My twelve images do, I believe, fulfil the brief, with enough range and variety to show the character of Holmfirth & its people and sufficient scope for a selection of twelve images to illustrate an ‘intelligent, thoughtful’ article in a travel magazine.
· There is variety in terms of subject, scale and type. I think there might, on reflection, have been more ‘detail’ type images but, as indicated in the notes, some do offer scope for cropping.
· There is, I think, a good range of signs and indicators as to the nature of Holmfirth & the people that one encounters – not a comprehensive range necessarily, but then that would be very difficult to achieve in any circumstances.
· Some of the characteristics I came up with in my planning, those that I particularly wanted to demonstrate, were rugged, busy, rather quirky, complicated, quite eclectic; and my images have a sort of ‘no frills’ feel about them, which fits with those characteristics. My meaning here is that they don’t show a great deal of creativity in, for example, use of focus and focal length, camera angle, etc but this, for me, is a natural reaction to a rugged, no-nonsense, Pennine town.
· Despite the variety of subject and style, I feel that they hang together successfully, and it is possibly the common theme of stone and stone buildings that supplies a visual link throughout.
· If there is one characteristic from my list above that could perhaps have been illustrated more effectively it would be the ‘busy’ nature of Holmfirth. It is there, in one or two, but there might have been ‘people on the move’ type images that would have given another dimension.
· There are some aspects of the town that have not been illustrated. Holmfirth has a historic link with cinema – both production and showing – which doesn’t appear; but I think a more important one is the river. Water has been significant as a driver of the industrial revolution, as a source of destruction & death (three floods), and as a characteristic of the towns visual attraction today. Water appears in one image, but there might have been more.

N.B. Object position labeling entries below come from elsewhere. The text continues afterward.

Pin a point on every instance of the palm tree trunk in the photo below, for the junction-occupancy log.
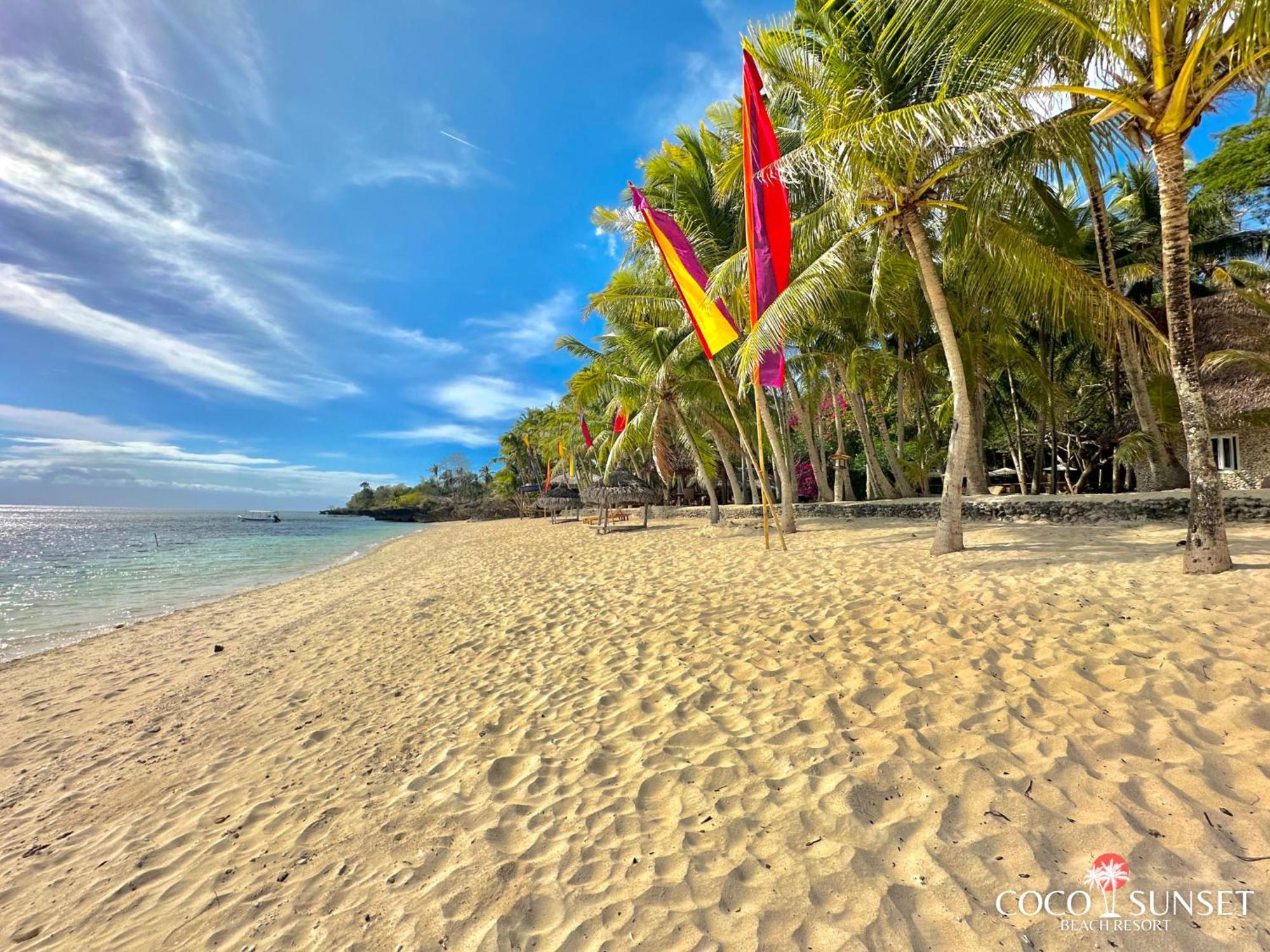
(1020, 468)
(1165, 470)
(948, 532)
(702, 468)
(1207, 550)
(882, 486)
(976, 459)
(822, 486)
(779, 461)
(843, 489)
(900, 395)
(717, 436)
(902, 486)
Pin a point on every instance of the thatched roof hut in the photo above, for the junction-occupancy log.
(620, 488)
(1229, 322)
(561, 498)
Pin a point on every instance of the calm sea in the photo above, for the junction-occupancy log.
(69, 572)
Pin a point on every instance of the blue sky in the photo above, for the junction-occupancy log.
(256, 253)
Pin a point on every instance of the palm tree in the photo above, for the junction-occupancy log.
(660, 378)
(897, 125)
(1163, 65)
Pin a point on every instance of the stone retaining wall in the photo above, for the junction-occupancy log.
(1127, 507)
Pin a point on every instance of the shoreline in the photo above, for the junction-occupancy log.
(78, 637)
(518, 734)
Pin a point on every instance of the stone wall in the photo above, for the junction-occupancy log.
(1126, 507)
(1254, 458)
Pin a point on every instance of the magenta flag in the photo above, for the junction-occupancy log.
(768, 218)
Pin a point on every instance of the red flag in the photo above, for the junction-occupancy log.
(768, 218)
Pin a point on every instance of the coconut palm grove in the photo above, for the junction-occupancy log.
(996, 260)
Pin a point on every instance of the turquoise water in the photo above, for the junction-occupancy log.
(70, 572)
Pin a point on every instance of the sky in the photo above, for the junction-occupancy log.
(253, 255)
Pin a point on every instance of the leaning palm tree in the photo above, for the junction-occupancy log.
(1160, 65)
(656, 373)
(905, 135)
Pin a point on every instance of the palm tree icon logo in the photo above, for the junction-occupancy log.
(1109, 874)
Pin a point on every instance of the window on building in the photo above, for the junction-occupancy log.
(1226, 451)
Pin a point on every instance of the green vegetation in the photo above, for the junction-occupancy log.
(987, 253)
(451, 489)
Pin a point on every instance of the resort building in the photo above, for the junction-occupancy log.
(1238, 395)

· One positive worth mentioning is that people appear in nine of the twelve images selected, which is genuine progress for me and a direct reflection of the way my photography has developed during this course. And I have already referred to the specific progress in creating arranged, posed portraits.
· I wonder whether a picture editor would feel that there were enough eye-catching images; maybe the choice of ‘openers’ is limited to just two or three – perhaps relates to my comment above about use of creative techniques.
· In reflecting on the series, I find myself making a comparison with some work that has featured a few times in my blog discussions – the ‘From Back Home’ works of Anders Petersen & J H Engstrom. My blog of 23rd March 2011 contains some thoughts on this work and the reason I mention it here is that the series is all about a ‘place’ that is familiar to both of them. In their case, they were producing a personal piece of work, reflecting an emotional expression of the part of Sweden in which they both grew up. The key word I want to bring up is in that sentence – ‘emotional’. I don’t think there is much sign of an emotional response in my images of Holmfirth. The series reflects more of an objective, stand back and observe attitude. That is, perhaps, appropriate for a magazine article, but could be a legitimate criticism of the series from an aesthetic or creative viewpoint. As a general observation, and one I have made elsewhere, I think ‘emotion’ is often lacking in the work I produce – something to be aware of and to reflect on again.
This has been an interesting and useful exercise in which I think that I have successfully planned my approach around a brief; effectively moved forward in terms of my photography of people, including people aware and involved with the process; implemented the planning quite successfully; and produced a competent and workable set of images in the context of the assignment.